A previous human study has found significantly greater brain perfusion parameters in the left cerebral hemisphere than in the right hemisphere, attributed to volume differences [20]. Similar findings have been observed in dogs using SPECT [40]. However, other studies using SPECT [14] and MR perfusion [10] did not identify significant differences in perfusion between the left and right cerebral hemispheres of dogs. In our study, the left and right hemispheres showed no significant differences in ROIs for any perfusion measurements.
The present study has several limitations. Firstly, the sample population was small, and only medium-sized male dogs were used. CBF is known to be higher in women than in men, potentially due to differences in hematocrits, blood viscosity, or circulating estrogen concentrations [37]. However, veterinary medicine studies have found no significant differences between male and female dogs [10]. To strengthen our findings, further studies involving a larger and more diverse sample of dogs in terms of size, age, sex, and breed are necessary. Secondly, we only utilized one method for dynamic CT imaging, which involved a total iodine dose of 370 mgI/kg at an injection rate of 2 mL/s with saline flushing. In a pilot study for this research, we found that high-speed contrast medium injection was effective. However, its clinical application was challenging. The high injection flow velocity can increase the pressure on peripheral veins in small dogs [41]. Therefore, we experimented with an optimal protocol that involved a suitably high but manageable injection speed. Thirdly, ROIs were drawn using only CT images, not MR images. If ROIs were not accurately delineated, especially in distinguishing gray matter and white matter, results may differ from expected outcomes, as observed in earlier studies [28]. Hence, it is crucial to carefully select an ROI and consider using high-quality MR images to ensure the accurate differentiation of variables between white matter and gray matter and to delineate detailed anatomy of the brain. Fourthly, we did not collect or compare results with invasive criterion-referenced techniques for direct perfusion measurements. However, the estimation of cerebrovascular variables using CT has been validated in rabbits [42] and dogs [6,28]. The values obtained in our study closely resembled those reported in dogs, rabbits, and humans [6,28,42]. Fifth, a slice thickness of 10 mm, in a medium-sized dog, is a large volume of the brain. If focal and minor perfusion changes were present, they were likely to remain undetected.

5. Conclusions

The results of this study demonstrated the use of CT to estimate rCBV, rCBF, MTT, and TTP values in 13 ROIs in the brain regions of nine healthy beagle dogs. Our measurements were consistent with those reported in human and animal studies. Information provided by our study might contribute to a better understanding of brain perfusion in healthy dogs, potentially leading to the earlier diagnosis and improved treatment of brain diseases. Moreover, further studies will need to be more useful and obtain a lot of data using CTP in dogs of more variable sizes and breeds.

Author Contributions

Conceptualization, S.A. and T.S.H.; methodology, S.A. and G.H.; software, S.A.; investigation, S.A. and S.A.N.; data curation, S.A. and T.S.H.; writing—original draft preparation, S.A.; writing—review and editing, H.C.L. and T.S.H.; visualization, S.A. and T.S.H.; supervision, H.C.L.; funding acquisition, T.S.H. All authors have read and agreed to the published version of the manuscript.

Funding

This study was supported by a grant from the Cooperative Research Program for Agriculture Science and Technology Development (Project No. RS-2023-00231792), RDA, Republic of Korea.

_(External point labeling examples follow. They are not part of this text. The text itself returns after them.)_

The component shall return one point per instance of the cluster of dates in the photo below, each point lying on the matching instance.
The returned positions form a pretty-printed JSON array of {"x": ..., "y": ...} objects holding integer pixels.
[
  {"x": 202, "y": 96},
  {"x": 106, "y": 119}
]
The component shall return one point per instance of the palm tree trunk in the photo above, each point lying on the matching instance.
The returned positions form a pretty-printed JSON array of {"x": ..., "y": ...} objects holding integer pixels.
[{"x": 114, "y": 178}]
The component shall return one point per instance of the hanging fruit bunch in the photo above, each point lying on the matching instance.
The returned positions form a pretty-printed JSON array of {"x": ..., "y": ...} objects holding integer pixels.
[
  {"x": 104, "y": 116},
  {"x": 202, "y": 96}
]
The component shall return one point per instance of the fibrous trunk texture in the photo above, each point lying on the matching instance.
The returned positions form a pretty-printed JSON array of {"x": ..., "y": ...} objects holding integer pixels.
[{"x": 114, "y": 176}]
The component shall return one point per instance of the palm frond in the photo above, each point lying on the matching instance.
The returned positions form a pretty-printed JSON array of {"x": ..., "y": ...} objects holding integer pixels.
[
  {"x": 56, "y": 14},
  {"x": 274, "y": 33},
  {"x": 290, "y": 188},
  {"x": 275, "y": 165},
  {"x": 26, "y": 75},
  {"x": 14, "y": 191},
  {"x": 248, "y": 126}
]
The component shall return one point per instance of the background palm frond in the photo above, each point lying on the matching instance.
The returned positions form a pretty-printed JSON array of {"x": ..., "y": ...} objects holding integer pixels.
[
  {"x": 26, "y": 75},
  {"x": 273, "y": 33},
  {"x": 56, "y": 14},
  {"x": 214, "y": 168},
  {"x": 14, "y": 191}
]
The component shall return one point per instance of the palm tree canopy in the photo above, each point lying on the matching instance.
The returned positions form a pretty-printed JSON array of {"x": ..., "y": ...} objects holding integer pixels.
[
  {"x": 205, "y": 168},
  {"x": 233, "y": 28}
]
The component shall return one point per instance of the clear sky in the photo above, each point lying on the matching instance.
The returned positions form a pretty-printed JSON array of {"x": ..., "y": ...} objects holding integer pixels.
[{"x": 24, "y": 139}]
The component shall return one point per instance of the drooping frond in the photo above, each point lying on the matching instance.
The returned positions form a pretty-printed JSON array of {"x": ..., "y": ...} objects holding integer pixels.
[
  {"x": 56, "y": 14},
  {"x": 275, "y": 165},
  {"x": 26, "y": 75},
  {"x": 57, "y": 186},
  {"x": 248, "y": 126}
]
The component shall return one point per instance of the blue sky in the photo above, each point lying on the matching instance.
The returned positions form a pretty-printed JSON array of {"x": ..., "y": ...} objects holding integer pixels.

Institutional Review Board Statement

The animal study protocol was approved by the research ethics committee of the Gyeongsang National University Animal Center for Biomedical Experimentation (GNU-220331-D0035).

Informed Consent Statement

Informed consent was obtained from all caregivers prior to their pet’s participation in the study.

Data Availability Statement

Not applicable.

Acknowledgments

We thank Canon Medical Systems Korea, especially Sean Kang (CT application specialist), for assistance with image acquisition and technical cooperation.

Conflicts of Interest

The authors declare no conflict of interest.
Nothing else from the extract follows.